Adipokines, such as adiponectin and leptin, have been implicated in the dysregulation associated with GDM, contributing to the metabolic disorder characteristic of this pregnancy complication [41, 42]. Some studies have reported decreased adiponectin levels and increased leptin levels during the first and second trimesters in women who conceive spontaneously and develop GDM, compared to those without the condition [43, 44]. However, our findings indicate no significant differences in serum adiponectin and leptin levels between women who subsequently developed GDM and normoglycemic controls. This is consistent with the study by Coussa et al., which reported comparable first-trimester serum adiponectin levels between GDM women and non-GDM women after IVF treatment [11]. This suggests potential differences in GDM prediction between IVF patients and the naturally conceived population. It has been shown that adiponectin and leptin levels may be affected during the ovarian stimulation process [45,46,47], probably leading to the unique kinetics of adiponectin and leptin in women who underwent IVF treatment, thus weakening the disparities in serum levels between GDM and non-GDM women.

Given the important role of immune dysregulation in the development of GDM [48], here we investigated the serum levels of specific autoimmune antibodies as potential first-trimester biomarkers for GDM. We found decreased OD values at 450 nm for total IgM, total IgG, aPS IgA, and aPS-IgG IC in the GDM group than in the control group, indicating the decreased antibody responses in the early stage of pregnancy may lead to the development of GDM. This reduction in antibody levels suggests a potential B-cell defect in GDM patients, characterized by insulin resistance [49], where B cells are crucial for producing antibodies and cytokines that regulate immune responses [50]. Dysfunction of B cells may thus cause a decreased immune response and decreased autoimmune antibody levels. Moreover, the disturbance of inflammatory factors could interact with immune reactions, contributing to altered autoimmune antibody expression in the GDM pathophysiological process. Our findings support the notion that autoimmunity plays a role in GDM development, highlighting the importance of further investigating autoimmune responses in early pregnancy as a potential pathway to understanding GDM pathogenesis.

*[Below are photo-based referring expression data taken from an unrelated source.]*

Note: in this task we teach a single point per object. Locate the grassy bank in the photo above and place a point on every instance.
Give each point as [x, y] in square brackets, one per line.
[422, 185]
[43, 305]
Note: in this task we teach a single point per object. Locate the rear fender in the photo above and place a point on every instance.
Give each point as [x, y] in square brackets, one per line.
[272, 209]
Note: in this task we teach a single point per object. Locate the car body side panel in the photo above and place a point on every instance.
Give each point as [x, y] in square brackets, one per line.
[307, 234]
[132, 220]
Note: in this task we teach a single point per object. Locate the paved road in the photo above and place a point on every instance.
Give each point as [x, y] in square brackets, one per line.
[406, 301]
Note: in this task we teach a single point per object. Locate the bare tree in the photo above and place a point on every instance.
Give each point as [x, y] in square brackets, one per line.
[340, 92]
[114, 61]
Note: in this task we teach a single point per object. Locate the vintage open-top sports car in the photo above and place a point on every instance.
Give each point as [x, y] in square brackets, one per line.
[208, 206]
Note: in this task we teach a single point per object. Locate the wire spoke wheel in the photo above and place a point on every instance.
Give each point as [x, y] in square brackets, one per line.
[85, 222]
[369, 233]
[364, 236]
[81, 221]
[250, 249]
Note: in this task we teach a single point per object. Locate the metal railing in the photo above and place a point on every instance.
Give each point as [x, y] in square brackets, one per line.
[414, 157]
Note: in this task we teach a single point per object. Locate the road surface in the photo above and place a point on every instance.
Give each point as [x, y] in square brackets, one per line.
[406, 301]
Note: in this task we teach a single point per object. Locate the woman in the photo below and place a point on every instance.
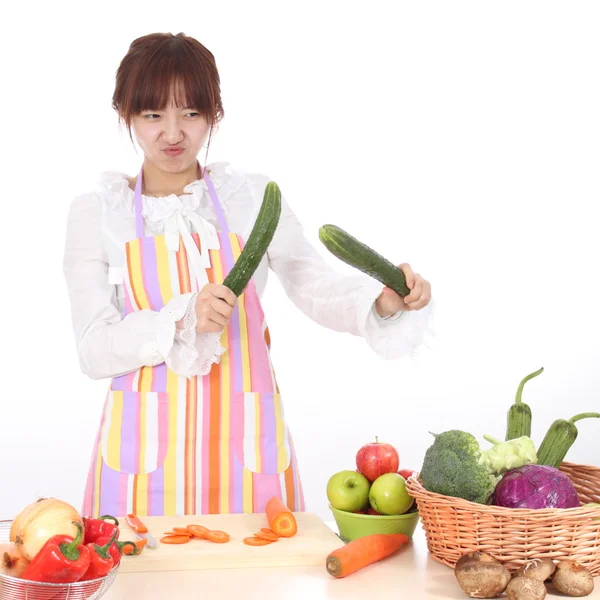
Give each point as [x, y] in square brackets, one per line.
[193, 422]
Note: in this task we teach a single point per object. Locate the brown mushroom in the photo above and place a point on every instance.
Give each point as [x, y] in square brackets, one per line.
[572, 579]
[523, 587]
[480, 575]
[538, 568]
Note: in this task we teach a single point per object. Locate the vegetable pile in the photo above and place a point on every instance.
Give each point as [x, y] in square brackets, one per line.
[481, 575]
[50, 542]
[511, 474]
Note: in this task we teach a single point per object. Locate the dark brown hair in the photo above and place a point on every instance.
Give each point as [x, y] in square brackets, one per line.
[159, 65]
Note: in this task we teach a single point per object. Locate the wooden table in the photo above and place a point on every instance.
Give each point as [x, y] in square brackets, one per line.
[411, 574]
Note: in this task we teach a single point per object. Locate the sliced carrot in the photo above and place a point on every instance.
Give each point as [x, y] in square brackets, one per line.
[197, 530]
[220, 537]
[254, 541]
[182, 530]
[175, 539]
[139, 545]
[363, 551]
[263, 535]
[267, 530]
[280, 517]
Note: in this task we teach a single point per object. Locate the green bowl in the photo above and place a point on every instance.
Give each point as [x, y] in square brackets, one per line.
[352, 525]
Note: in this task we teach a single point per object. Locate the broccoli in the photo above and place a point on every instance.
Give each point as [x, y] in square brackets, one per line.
[454, 465]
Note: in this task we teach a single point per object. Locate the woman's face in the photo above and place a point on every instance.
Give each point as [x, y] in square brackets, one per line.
[171, 139]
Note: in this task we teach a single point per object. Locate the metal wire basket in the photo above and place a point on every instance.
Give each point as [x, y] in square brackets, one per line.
[14, 588]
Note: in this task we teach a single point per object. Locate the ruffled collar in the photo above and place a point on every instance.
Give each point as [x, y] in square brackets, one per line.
[115, 190]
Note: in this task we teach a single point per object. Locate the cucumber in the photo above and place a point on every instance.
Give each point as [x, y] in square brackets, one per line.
[358, 255]
[518, 422]
[559, 438]
[258, 241]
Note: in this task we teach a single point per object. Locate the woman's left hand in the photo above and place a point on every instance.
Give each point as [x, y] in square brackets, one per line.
[389, 302]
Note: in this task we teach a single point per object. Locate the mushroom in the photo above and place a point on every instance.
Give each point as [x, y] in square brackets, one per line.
[538, 568]
[523, 587]
[572, 579]
[480, 575]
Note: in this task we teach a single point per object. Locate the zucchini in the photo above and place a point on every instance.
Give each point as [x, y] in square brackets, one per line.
[258, 241]
[518, 422]
[559, 439]
[358, 255]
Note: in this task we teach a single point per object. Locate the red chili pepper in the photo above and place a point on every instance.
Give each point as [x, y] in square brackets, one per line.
[101, 560]
[100, 527]
[61, 559]
[116, 548]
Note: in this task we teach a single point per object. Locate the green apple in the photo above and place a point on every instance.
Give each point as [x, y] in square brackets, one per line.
[388, 495]
[348, 490]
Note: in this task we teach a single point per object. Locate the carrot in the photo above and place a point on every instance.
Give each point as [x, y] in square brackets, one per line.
[220, 537]
[197, 531]
[280, 517]
[175, 538]
[263, 535]
[178, 531]
[364, 551]
[254, 541]
[139, 544]
[267, 530]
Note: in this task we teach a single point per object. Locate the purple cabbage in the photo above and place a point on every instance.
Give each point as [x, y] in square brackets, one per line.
[535, 486]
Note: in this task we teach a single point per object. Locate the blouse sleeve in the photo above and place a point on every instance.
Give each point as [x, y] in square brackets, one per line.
[344, 303]
[109, 344]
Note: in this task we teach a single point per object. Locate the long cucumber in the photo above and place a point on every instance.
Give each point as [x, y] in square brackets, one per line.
[258, 241]
[360, 256]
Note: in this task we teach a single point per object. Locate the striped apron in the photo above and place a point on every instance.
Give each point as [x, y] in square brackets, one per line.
[169, 445]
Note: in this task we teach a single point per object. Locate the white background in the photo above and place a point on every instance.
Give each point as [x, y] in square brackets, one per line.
[462, 137]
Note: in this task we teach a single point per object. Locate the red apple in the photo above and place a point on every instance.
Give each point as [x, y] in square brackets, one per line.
[406, 473]
[376, 458]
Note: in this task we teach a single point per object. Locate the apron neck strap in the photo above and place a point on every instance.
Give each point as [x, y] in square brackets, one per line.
[139, 220]
[216, 204]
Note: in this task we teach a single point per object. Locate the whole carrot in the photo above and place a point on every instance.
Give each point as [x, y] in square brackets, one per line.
[363, 551]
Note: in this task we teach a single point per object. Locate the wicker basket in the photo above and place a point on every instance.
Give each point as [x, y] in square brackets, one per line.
[454, 526]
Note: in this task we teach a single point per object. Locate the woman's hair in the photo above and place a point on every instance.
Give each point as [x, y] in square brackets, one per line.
[160, 65]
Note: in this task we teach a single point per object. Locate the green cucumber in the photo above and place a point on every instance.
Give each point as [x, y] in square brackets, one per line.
[358, 255]
[559, 438]
[258, 241]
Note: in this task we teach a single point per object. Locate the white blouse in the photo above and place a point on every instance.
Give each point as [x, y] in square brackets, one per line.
[102, 221]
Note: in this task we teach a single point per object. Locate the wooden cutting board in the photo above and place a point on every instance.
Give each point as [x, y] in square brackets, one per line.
[310, 546]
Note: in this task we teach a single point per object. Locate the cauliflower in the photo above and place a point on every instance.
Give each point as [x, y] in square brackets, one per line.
[455, 465]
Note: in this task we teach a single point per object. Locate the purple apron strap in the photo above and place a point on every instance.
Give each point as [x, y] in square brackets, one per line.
[217, 205]
[139, 221]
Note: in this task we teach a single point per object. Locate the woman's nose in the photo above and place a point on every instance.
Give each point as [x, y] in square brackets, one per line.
[172, 131]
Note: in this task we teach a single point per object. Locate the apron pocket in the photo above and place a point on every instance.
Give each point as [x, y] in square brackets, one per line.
[262, 440]
[135, 431]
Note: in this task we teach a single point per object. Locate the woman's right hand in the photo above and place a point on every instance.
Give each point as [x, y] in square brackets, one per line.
[214, 307]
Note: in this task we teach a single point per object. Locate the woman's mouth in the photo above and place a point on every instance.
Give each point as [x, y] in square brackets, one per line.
[175, 151]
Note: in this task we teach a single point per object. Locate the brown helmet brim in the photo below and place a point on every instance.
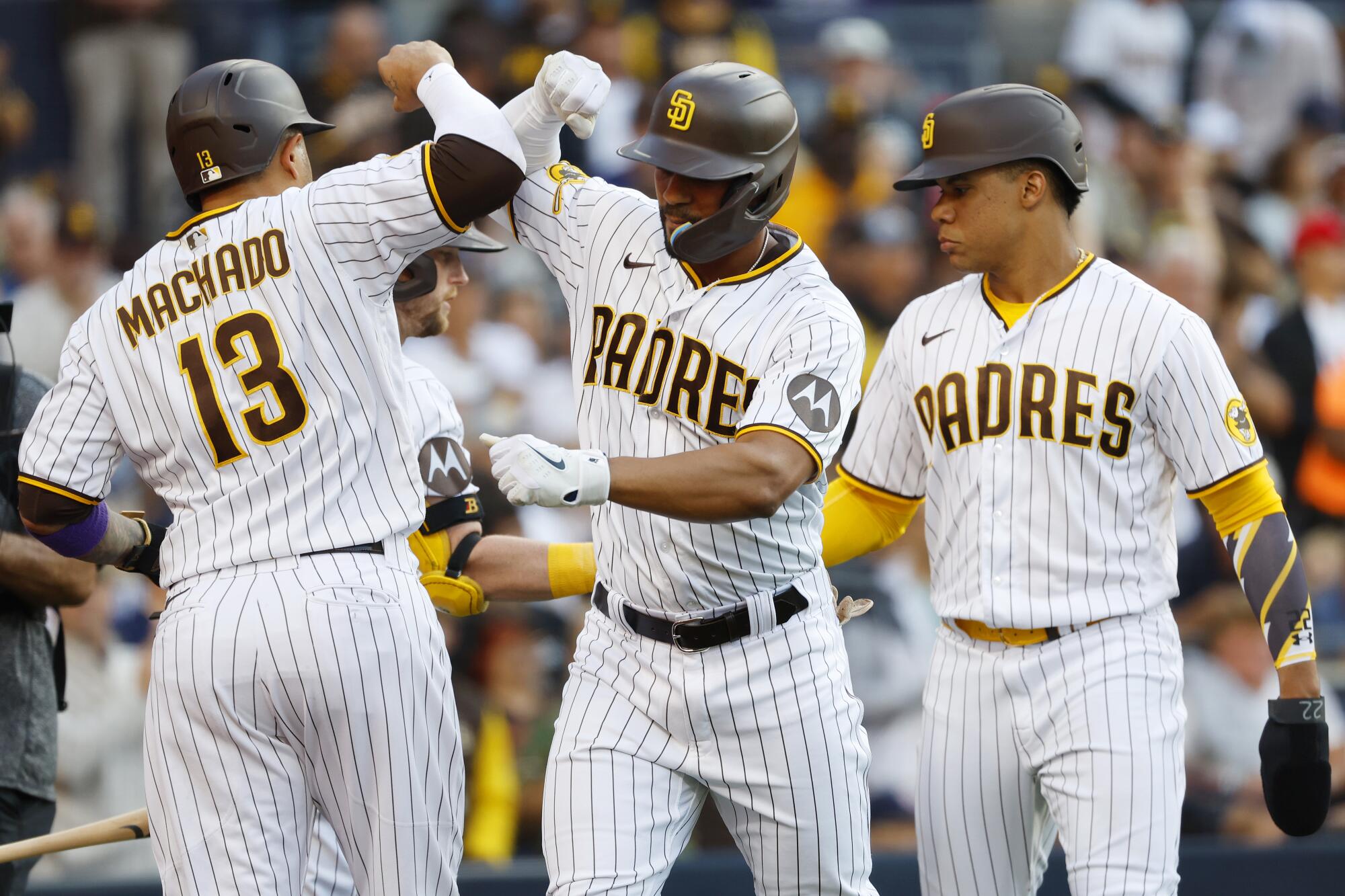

Our study was strengthened by strict inclusion and exclusion criteria, the use of propensity score matching (PSM) to ensure comparability of baseline characteristics, and the emphasis on high-risk populations who underwent IVF treatment. Although we excluded other complications such as HDP, 3 women (7.9%) in the GDM group and 2 women (5.3%) in the control group who delivered SGA infants were observed, which may have marginally affected our findings considering the similar inflammatory processes and dysregulation of immune of SGA with GDM. In addition, our study was limited by the small sample size and retrospective nature, and prospective studies with larger cohorts are needed to confirm our findings. However, owing to the limitations of the sample volume, we did not have available data regarding the fasting plasma glucose (FPG), serum insulin levels or insulin resistance during pregnancy. Correlating these clinical markers with available clinical measurements would have added value. Furthermore, our study cohort was restricted to women who conceived through IVF, and the applicability of our findings to women who conceive spontaneously warrants future investigation.

Conclusions

In conclusion, alterations of first-trimester serum cytokines and autoimmune antibodies were observed in women undergoing IVF treatment who subsequently developed GDM. A combined analysis of five significantly altered biomarkers, including total IgG, total IgM, IL-7, aPS-IgG IC, and IL-15 yielded pronounced predictive values prior to the typical screening period for GDM.